UX Strategy - Customer Engagement Services

Best Buy, September - December 2021

Overview

The Customer Engagement Services (CES) team enables and protects customer accounts and identity, powering loyalty and self-service, mitigating transaction fraud, and facilitating a 360° view of the customer. In a nutshell, CES is essential to “knowing the individual customer.”

CES's backend capabilities in collecting, managing, and turning data into useful insights is why it plays a critical role in building meaningful relationships between Best Buy and Best Buy customers.


Identification + Rewards + Fraud Mitigation + Core Data + Connected Data + Enriched Data =
Customer Engagement Services (CES)


Challenges

While the team provides a powerful platform enabling customer experience and employee tools across the enterprise, the experience is up to each team to refine and implement. Most of the priorities to this point have put CES in the position of supporting other teams’ short-term goals. Quick fixes became the norm for the CES’ product development, resulting in a fragmented customer experience.

CES product leaders needed to engage in cross-team conversations to drive end-to-end experience solutions, starting with the Pont of Sale (POS) team.   


My Roles

It was a 4-month project from identifying the need from the leadership to the final share-out. I was responsible for uncovering and addressing leadership needs. To do so:

  • I was the point of contact initiating CX conversations between Customer Engagement Services and Point of Sale product and design leads.

  • I worked with the store experience design lead to understand priorities across product and design stakeholders.

  • I collaborated with design and product partners to formalize user stories and the storyboard to narrate the journey from the employee and the customer’s lens.

  • I socialized the workshop’s expected outcomes, deliverables, and timelines.

  • I facilitated multi-day cross-team working sessions.

  • I coached the designer to produce the final UX shareout.

  • I took measures to ensure the UX strategy deck was visible and accessible to anyone in the organization.

  • I wrapped up the project by hosting several UX shareouts.


scope & Goals

Stakeholder interviews suggested the CES product leader was facing obstacles in building common goals. Leadership has a talking deck containing 60+ slides of data and insights about the team’s capabilities. Yet the narrative around the “how” and the “why” to bridge that conversation with other teams was lacking. The primary goal for this project was to create a document to summarize broad and complex backend capabilities into relevant and user-centric problems to establish cross-team alignments.

To maximize the impact of this work, I set a timeline so the work will be able to influence priorities for the upcoming quarterly planning. Additionally, we were actively working with the Point of Sale team on an account hygiene initiative. A secondary goal was to include the partnering teams in the creation of the UX strategy.


How might we come up with a customer point-of-view narrative that will help drive the conversation around collecting good customer data?

 

The Workshop

The product and design leadership were on board with the approach. I planned a workshop to include core team members and stakeholders from the Customer Engagement Services and the Point of Sale teams - designers, researchers, product managers, data scientists, engineer leads, and leaders from the product, design, and engineering were invited. Because of the size of the group, it’s important for workshop participants to first establish trust and a level of domain knowledge. The workshop was therefore broken into multiple days to ensure participants were informed and empowered to take part in the exercise.

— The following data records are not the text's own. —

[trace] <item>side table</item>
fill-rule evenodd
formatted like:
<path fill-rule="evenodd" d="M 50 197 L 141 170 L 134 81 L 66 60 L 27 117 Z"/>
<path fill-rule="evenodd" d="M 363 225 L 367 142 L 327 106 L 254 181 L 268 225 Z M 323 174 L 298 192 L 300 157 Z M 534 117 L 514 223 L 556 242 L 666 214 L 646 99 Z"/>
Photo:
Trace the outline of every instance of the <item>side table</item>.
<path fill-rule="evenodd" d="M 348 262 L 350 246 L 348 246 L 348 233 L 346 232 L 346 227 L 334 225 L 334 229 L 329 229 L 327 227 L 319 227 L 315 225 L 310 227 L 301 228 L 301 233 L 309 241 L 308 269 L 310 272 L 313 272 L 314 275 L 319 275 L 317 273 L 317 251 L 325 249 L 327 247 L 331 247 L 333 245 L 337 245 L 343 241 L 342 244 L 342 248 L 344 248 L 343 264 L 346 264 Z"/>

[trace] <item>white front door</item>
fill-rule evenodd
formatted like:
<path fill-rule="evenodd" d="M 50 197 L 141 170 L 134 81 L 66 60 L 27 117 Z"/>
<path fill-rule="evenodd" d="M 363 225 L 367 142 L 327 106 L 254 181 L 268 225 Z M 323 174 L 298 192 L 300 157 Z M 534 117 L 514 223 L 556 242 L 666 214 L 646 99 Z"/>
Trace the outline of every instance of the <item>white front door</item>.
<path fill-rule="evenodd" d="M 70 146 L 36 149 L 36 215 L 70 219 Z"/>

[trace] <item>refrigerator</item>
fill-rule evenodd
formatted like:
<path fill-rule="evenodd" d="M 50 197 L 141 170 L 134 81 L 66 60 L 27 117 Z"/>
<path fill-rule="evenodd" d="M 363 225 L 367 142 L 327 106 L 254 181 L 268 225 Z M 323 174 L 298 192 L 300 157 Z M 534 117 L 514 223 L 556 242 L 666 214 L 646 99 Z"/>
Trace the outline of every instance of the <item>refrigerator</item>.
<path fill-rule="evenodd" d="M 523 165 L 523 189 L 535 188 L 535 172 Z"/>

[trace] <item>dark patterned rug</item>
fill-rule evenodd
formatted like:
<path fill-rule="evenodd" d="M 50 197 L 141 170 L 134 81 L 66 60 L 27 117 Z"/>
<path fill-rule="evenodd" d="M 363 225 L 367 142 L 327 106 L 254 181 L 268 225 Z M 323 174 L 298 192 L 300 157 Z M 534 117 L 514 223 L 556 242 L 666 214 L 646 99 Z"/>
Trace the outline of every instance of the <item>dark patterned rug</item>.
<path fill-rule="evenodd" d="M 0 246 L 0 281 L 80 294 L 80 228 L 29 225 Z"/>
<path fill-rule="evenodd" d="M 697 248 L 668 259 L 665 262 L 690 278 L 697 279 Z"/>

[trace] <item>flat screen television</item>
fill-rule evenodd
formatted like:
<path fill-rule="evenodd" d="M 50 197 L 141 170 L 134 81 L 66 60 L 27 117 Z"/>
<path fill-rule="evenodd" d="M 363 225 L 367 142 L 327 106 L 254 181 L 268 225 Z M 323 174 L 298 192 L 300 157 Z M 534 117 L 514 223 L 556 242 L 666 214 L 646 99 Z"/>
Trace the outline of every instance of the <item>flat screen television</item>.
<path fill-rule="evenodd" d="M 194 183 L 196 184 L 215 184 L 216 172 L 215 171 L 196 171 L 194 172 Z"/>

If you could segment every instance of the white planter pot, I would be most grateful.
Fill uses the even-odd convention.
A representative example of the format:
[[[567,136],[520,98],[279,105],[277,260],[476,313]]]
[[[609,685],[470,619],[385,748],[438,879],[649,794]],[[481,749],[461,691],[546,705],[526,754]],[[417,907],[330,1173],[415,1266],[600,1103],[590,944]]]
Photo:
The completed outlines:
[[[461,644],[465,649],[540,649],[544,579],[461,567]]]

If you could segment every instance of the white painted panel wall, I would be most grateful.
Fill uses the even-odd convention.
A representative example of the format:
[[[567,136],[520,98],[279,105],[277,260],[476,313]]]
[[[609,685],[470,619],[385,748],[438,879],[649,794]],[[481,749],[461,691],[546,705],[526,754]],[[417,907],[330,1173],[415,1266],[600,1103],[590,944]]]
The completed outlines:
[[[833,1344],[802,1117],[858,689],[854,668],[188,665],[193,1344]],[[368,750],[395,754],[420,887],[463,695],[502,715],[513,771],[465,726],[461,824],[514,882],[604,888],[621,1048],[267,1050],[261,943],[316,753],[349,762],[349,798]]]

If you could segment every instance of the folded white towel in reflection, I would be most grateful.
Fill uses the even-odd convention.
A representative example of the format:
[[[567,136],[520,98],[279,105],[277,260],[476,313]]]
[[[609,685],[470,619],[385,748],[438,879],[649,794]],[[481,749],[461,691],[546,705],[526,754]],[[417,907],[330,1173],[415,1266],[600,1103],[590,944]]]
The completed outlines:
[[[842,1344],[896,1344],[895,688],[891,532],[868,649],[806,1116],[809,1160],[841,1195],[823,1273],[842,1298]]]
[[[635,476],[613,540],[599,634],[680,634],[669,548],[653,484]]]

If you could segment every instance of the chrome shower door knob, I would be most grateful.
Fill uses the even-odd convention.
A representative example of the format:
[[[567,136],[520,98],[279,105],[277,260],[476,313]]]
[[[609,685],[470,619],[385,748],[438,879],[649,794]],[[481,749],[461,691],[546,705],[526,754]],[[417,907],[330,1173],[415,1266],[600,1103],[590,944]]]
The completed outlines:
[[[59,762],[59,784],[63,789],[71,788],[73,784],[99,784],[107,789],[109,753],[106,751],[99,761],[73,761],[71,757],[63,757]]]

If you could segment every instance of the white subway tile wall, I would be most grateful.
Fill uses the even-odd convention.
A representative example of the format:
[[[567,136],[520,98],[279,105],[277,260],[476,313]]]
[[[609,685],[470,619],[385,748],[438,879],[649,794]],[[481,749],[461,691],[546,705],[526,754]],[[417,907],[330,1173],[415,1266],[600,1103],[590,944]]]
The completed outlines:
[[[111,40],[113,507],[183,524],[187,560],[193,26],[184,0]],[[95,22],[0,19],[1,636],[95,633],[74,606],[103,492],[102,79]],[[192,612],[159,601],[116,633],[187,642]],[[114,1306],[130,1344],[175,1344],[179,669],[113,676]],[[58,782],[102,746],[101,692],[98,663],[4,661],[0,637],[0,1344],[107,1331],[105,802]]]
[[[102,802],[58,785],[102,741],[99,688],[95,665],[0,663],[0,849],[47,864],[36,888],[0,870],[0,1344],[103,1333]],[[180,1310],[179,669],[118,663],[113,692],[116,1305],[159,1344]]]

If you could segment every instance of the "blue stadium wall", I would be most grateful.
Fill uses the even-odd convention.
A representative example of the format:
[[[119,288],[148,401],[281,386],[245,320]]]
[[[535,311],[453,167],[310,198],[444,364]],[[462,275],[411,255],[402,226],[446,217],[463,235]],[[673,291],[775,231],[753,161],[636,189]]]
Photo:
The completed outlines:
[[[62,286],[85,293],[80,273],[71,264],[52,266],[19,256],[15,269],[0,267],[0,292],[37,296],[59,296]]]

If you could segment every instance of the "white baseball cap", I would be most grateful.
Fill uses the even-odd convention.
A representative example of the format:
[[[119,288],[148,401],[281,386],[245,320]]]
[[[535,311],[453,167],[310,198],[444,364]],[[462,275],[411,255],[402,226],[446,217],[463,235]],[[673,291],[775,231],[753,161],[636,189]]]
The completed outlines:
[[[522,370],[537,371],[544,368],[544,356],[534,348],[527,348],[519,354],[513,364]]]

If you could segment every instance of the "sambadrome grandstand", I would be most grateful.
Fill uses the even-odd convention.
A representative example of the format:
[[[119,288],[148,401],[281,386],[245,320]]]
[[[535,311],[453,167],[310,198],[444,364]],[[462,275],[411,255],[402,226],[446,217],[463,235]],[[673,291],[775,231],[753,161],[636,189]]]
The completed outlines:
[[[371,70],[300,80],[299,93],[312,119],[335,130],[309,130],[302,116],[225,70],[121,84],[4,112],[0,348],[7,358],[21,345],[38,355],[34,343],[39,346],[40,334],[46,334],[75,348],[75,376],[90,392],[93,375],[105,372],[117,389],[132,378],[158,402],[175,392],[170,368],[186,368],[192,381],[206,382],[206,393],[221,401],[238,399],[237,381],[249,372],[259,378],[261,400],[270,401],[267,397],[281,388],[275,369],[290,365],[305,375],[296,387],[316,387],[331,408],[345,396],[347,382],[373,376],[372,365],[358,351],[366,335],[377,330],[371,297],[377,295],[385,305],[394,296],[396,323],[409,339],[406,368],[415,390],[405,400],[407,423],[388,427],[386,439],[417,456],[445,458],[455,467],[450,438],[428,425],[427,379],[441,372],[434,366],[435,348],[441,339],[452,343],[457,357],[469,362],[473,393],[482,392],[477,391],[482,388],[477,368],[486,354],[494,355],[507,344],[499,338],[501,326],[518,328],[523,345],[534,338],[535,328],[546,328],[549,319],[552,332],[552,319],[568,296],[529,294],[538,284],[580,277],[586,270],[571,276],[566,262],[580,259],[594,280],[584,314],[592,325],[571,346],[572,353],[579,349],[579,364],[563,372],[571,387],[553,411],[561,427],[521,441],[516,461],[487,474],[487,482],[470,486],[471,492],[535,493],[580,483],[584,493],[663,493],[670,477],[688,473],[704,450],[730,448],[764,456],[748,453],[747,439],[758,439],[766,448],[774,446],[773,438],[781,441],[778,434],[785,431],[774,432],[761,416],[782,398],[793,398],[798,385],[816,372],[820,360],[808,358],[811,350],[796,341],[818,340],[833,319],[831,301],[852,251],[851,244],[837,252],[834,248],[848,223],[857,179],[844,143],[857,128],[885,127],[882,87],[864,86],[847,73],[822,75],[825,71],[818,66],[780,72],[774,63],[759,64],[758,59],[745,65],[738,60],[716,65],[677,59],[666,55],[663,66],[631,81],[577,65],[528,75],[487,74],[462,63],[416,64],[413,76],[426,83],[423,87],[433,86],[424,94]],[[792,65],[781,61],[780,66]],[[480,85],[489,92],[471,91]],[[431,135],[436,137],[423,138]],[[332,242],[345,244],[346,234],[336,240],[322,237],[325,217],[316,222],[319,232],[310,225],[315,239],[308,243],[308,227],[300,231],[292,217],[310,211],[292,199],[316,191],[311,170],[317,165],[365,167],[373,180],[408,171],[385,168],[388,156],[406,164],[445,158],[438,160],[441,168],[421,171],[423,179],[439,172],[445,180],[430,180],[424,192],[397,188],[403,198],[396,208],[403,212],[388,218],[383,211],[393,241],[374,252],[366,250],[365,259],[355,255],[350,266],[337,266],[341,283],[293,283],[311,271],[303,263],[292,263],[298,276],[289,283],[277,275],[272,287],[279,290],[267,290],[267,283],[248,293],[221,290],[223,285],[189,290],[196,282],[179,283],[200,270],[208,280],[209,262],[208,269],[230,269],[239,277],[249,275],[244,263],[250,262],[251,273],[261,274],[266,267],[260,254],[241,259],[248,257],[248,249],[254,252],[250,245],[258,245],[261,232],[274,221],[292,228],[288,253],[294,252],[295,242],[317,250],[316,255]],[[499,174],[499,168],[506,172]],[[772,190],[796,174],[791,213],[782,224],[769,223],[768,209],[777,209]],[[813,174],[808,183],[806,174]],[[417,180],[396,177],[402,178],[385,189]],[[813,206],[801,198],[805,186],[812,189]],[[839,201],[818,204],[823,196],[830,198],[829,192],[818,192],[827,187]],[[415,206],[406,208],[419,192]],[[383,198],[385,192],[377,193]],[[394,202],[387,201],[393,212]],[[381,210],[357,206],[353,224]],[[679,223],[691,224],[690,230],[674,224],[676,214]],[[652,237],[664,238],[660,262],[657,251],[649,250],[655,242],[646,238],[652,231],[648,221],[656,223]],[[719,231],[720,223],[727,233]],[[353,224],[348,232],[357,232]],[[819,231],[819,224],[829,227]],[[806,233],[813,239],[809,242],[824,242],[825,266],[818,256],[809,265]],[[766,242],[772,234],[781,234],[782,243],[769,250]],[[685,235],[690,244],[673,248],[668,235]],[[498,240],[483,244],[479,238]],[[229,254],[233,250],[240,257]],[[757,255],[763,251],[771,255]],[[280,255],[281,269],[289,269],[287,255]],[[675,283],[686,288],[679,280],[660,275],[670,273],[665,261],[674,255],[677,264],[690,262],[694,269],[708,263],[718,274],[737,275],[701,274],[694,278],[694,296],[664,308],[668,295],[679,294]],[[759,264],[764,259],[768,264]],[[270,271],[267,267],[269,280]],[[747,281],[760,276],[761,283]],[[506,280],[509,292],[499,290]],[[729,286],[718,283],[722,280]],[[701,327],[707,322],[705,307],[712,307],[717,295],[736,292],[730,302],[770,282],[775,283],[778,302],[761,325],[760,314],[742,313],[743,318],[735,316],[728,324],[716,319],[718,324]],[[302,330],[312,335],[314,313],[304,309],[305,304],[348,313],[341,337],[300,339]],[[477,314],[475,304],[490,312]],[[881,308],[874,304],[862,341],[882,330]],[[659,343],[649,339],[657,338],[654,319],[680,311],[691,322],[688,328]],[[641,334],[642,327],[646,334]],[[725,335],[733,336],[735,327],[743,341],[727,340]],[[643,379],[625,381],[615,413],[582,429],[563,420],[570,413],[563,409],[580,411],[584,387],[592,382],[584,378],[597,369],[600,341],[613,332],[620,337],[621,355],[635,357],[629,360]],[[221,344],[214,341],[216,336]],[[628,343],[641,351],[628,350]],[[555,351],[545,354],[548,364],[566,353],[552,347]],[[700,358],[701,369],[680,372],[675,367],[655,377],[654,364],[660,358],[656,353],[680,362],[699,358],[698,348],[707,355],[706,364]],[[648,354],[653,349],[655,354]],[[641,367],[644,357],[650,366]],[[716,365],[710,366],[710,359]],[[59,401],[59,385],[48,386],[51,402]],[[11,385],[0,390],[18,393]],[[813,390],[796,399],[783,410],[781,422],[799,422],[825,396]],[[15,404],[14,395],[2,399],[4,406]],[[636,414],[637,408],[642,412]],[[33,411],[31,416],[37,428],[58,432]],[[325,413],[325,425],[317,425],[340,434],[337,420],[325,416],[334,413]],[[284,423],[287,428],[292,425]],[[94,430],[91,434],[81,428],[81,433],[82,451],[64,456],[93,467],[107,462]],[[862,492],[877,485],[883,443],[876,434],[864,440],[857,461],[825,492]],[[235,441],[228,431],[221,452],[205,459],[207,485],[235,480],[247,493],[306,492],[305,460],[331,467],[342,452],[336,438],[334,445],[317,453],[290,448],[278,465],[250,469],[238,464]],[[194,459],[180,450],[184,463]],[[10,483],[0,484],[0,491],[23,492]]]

Virtual Working Session Day 1 - Roles and Responsibilities (RACI)

Leveraging the Best Buy customer store visit story, participants co-created the customer journey from both the store employee and the customer's perspectives. Subject experts from both sides of the experience provided helpful insights and domain knowledge that enabled the working group to focus on the right moments and problems to solve.

By the 3rd session, a list of actionable items addressing business and customer problems was prioritized for product, engineering, design, and research to act upon.

 

“Shop with an Expert” Customer Journey


The UX Strategy

Storyboard creation

With the co-created customer journey, we can bring customer voices into the conversation through storytelling. I took this opportunity to coach the designer in storyboarding techniques.

Knowing the target audience

There are two types of audiences the UX strategy was tailored for:

  • Audience 1 - anyone within the Best Buy organization.

  • Audience 2 - Point of Sale core team members and stakeholders

By focusing on the two audience types, the strategy deck can be used for onboarding new team members, serving as a conversation starter for cross-team collaboration, and designing guidelines for the POS and CES teams working together in the coming quarter.

Shareout & Visibility

One challenge that often gets overlooked when it comes to strategy work is visibility. No matter how well thought out the work is, if it’s not in the hands of the right party, it’s not making an impact. Part of my strategy work is to ensure the final strategy is shared with workshop participants, teams, and individuals who would benefit from the UX strategy work. I also put together a series of shareout sessions with stakeholders, partners, and other product and design teams. The deck is uploaded to wiki and other shared spaces for easy access.

Sampled Strategy Deck


the Deliverable & Beyond

The Customer Engagement Services UX Strategy was presented during the Q1 FY23 planning fair. Over the past few years, we have seen an uptick in enterprise-level priorities around improving customer data. The deck continued to be leveraged throughout the years in product and design documentation.